I am on the riverbank. In front of me, a river of my thoughts, feelings, emotions. Not a peaceful river. It’s loud and turbulent, twisting in its bed, mesmerizing. A moment later — and I am caught by the current. Attracted by a random thought, I become part of the river. I become my emotions and feelings. I am struggling with the rest of the river, fighting. Fighting something. Fruitlessly. Hopelessly. Was there ever a riverbank? Was that just an illusion?
This metaphor of the river and the riverbank is helpful in describing my cognitive processes. I habitually live in the past or in the future, beating myself up about something I’d done or fretting about something that may happen. It takes effort to be in the present.
It took me a while to see that “being in the present” does not mean forcefully ignoring the past or the future. It’s about being apart from them, just on the side, on the riverbank. When I am on the riverbank, I can hold my emotions lightly, without getting entangled in them. I can sense my feelings as reactions to emotions. I can see my thoughts arise and let go of them. An observer, not an actor. There’s so much clarity and crisp understanding in these moments, in such contrast to the murky, unruly river.
I am realizing that I spend most of my life in the river. After a stressful day, I often marvel at the sheer power of the river’s pull and how closely it held me, had me nearly forget about the existence of the riverbank. I can go days and weeks trying, and failing to find it.
But I’ve felt the beauty and peace of the riverbank. I want to practice, and develop new habits to find my way to it more often. In the harshest tempest of my emotions, I want to learn how to stand on the riverbank and make my choices, rather than having the choices make me.
Every experience I have is a new lesson in life, a new addition to things that I’ve already learned. This process of learning happens whether I am aware of it or not. With every lesson, I also learn how to learn. That is, I continuously increase my capacity to learn.
Depending on the depth of my capacity to learn, the nature of the lesson shifts. When I was a child, my learning capacity was still nascent, and the lessons I learned were simple. Things were high-contrast: bad or good, sad or happy, dangerous or safe.

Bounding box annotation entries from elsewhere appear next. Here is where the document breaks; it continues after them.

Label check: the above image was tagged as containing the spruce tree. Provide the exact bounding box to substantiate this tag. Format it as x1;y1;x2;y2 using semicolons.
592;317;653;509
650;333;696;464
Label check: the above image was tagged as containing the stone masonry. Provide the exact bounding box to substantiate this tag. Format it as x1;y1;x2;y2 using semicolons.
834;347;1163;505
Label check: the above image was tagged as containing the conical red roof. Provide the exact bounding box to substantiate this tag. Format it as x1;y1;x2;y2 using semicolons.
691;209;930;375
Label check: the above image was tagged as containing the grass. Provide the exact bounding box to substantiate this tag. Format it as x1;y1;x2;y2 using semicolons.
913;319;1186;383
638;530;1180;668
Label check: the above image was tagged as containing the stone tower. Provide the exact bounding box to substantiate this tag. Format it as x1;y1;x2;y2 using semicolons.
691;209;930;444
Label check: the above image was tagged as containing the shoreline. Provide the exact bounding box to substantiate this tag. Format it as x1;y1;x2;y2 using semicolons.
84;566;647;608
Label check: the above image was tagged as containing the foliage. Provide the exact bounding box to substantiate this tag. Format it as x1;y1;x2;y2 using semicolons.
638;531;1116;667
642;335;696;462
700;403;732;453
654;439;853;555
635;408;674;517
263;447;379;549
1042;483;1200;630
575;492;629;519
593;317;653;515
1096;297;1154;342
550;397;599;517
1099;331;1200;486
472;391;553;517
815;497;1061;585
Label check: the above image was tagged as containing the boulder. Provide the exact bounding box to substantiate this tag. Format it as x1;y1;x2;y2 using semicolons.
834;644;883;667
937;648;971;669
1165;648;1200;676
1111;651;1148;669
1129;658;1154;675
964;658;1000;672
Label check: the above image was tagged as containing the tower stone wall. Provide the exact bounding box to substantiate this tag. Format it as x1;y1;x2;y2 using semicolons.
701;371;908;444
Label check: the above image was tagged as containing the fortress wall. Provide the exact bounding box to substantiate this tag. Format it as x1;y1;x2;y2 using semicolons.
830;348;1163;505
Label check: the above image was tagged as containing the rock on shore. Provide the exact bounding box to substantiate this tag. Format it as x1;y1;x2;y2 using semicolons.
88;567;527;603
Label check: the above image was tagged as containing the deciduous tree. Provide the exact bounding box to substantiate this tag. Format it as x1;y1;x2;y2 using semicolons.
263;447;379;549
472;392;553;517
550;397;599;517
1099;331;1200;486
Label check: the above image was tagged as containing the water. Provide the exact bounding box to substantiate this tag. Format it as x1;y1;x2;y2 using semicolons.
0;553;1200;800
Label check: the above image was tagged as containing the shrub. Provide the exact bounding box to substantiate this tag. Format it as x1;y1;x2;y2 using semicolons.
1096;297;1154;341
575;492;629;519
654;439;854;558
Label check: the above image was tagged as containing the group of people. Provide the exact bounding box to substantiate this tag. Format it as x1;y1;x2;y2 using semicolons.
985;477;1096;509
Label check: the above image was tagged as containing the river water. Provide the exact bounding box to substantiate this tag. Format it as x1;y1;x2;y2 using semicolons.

As I grew up, my capacity to learn deepened. I started seeing a more subtle and complex world and that this growing complexity is not the change in the world itself, but rather a change in how I make meaning of it. As my capacity to learn deepened, new dimensions of complexity opened up, with new opportunities to learn.
Thus far, the learning happened in the context of my previous learning. What I learned in the past shaped how I would learn in the future. The stark nature of the early childhood lessons created sharp edges in the foundation of my continuous construction of meaning.
I am now recognizing that these sharp edges limit the extent of my capacity to learn. They are these unseen forces that collapse my choices, blind me to alternatives, especially in challenging situations. David Burns called them “cognitive distortions”. James Hollis gave them a more dramatic name of “woundings”. Brené Brown talks of armor. All these are different takes on the same thing: the natural outcome of learning when my learning capacity is a work-in-progress itself.
Thus, the deepening of my capacity to learn now includes re-examining the lessons from the past. Through careful archaeology of Self, I am challenged to understand the nature of my assumptions and beliefs, the context of meaning-making in which I learned those lessons, and learning different lessons with my current understanding of the world.